May on Monday will hold a cabinet meeting before later addressing the House of Commons to spell out the deal. Rumblings of dissent emerged over the weekend, with the Sunday Times reporting that May faces pressure from Gove and Johnson to pursue a “hard” Brexit. They’ll demand a transition deal and a trade agreement that allows the U.K. to write its own laws without seeking EU approval, the paper said.
“We should show the maximum flexibility in this negotiating phase so we can then exercise the maximum freedom as a nation at the end,” Gove wrote in the Telegraph on Saturday. After a two-year transition period, he said, the U.K. should have “full freedom to diverge from EU law on the single market and customs union.”
On Tuesday and Wednesday, lawmakers will debate the EU Withdrawal Bill, May’s key piece of Brexit legislation. She’ll face attempts by her own backbenchers to amend the bill to call for Parliament to approve Britain’s final withdrawal terms before Brexit can happen. Ten Tories have put their names to the amendment -- in theory, enough to cancel out her majority.
With Friday’s deal, May secured the recommendation of the European Commission that the Brexit talks will progress to the trade discussions she sorely wants. Later this week, the European Council will decide whether to accept that recommendation.
On Sunday, Davis spelled out the sort of trade deal he’s after, describing it as “Canada plus plus plus,” a reference to the EU’s existing deal with the North American nation.

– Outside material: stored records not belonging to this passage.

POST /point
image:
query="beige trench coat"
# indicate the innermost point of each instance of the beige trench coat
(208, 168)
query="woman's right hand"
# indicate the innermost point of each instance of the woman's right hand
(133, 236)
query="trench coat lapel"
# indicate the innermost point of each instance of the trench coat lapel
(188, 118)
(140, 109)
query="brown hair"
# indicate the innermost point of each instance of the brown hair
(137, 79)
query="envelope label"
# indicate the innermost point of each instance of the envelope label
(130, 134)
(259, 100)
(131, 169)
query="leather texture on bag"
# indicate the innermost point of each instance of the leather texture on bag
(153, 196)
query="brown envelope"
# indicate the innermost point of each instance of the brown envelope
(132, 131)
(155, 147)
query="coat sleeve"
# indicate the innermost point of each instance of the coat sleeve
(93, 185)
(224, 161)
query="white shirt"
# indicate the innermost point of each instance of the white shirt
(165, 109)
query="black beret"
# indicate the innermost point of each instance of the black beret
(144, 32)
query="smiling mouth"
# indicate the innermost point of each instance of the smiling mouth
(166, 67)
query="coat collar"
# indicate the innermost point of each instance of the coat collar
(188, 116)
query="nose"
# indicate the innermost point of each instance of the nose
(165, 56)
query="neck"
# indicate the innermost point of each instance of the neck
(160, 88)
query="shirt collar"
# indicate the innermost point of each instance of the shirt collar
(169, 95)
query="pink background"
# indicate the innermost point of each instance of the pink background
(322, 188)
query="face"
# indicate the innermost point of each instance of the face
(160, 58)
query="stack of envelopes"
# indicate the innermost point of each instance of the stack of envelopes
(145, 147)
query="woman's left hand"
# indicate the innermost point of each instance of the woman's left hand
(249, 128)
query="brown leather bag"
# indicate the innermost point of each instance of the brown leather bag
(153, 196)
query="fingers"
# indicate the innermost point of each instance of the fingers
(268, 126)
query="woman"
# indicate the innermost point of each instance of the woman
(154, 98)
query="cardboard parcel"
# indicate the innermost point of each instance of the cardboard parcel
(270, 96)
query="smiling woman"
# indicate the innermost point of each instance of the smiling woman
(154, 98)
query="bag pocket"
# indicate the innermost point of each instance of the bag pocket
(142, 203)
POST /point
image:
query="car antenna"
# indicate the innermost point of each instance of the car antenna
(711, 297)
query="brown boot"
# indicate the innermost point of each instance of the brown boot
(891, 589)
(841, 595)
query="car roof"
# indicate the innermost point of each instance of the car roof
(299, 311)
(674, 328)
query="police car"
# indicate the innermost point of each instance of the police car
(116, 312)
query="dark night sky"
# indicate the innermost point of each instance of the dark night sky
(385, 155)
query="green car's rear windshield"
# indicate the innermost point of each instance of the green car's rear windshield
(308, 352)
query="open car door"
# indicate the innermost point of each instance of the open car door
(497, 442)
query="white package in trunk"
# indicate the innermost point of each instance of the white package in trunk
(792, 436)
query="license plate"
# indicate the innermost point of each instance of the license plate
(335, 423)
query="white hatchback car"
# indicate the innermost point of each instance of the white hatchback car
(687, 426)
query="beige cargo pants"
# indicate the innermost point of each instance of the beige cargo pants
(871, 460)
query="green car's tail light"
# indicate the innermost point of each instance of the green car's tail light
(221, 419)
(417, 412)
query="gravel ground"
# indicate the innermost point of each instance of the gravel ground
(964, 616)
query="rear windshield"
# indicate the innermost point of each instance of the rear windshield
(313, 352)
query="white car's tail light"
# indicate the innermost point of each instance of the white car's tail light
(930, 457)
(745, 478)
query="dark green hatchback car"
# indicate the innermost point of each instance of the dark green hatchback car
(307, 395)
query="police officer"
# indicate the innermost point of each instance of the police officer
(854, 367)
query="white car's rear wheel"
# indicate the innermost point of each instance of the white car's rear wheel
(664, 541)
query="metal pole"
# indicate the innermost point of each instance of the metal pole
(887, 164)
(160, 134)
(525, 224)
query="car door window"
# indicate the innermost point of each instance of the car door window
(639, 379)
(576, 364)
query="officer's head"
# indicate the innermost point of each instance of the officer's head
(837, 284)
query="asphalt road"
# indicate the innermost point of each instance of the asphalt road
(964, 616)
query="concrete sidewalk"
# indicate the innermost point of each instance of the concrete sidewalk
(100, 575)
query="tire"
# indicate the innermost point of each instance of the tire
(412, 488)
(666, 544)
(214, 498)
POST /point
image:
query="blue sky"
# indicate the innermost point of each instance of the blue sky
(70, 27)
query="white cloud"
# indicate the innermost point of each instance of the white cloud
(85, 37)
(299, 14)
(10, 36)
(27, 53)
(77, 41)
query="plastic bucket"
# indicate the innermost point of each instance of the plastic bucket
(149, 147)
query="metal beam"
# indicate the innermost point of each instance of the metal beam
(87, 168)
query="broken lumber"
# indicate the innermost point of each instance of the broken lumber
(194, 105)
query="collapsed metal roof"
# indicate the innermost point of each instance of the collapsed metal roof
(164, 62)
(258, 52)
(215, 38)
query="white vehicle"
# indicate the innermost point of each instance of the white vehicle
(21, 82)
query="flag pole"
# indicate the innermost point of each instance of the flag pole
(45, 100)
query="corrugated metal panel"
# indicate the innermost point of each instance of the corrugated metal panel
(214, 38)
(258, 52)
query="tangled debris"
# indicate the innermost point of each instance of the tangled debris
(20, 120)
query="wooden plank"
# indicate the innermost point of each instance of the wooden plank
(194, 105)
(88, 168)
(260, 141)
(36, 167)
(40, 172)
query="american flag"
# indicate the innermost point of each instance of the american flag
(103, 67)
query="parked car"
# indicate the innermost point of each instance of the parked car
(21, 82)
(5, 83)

“What we want is a bespoke outcome,” Davis said. “We’ll probably start with the best of Canada, the best of Japan and the best of South Korea and then add to that the bits that are missing, which is services.” He added that the chances of the U.K. leaving the EU without a deal, defaulting to World Trade Organization rules, have “dropped dramatically.’’
Failure to strike a deal would render Britain’s financial commitment to pay as much as 39 billion pounds ($52 billion) null and void, Davis said. “No deal means that we won’t be paying the money.”
The Brexit secretary’s bullishness belies noises coming from his EU counterparts. It’s taken eight months of at times bitter haggling to make sufficient progress on supposedly the easiest part of the talks -- resolving Britain’s exit payment, its future border with Ireland and the rights of EU and U.K. citizens. Moreover, the EU made clear on Friday that it’s offering the U.K. a Canada-style deal that is well short of what Britain currently enjoys.
“We all know that breaking up is hard, but breaking up and building a new relation is much harder,” European Council President Donald Tusk said on Friday.
The opposition U.K. Labour Party, which is leading May’s Conservatives in the polls, also fleshed out its Brexit vision on Sunday. Labor Brexit spokesman Keir Starmer told the BBC he’d like a Norway-style deal in which Britain would participate in “variants” of the single market and customs union. That would include “easy” movement of people, he said.
“We want a partnership that retains the benefits of the single market and the customs union,” Starmer told the BBC on Sunday. “You would have to sign a new agreement. You can’t stay in exactly the same agreement you’re in.”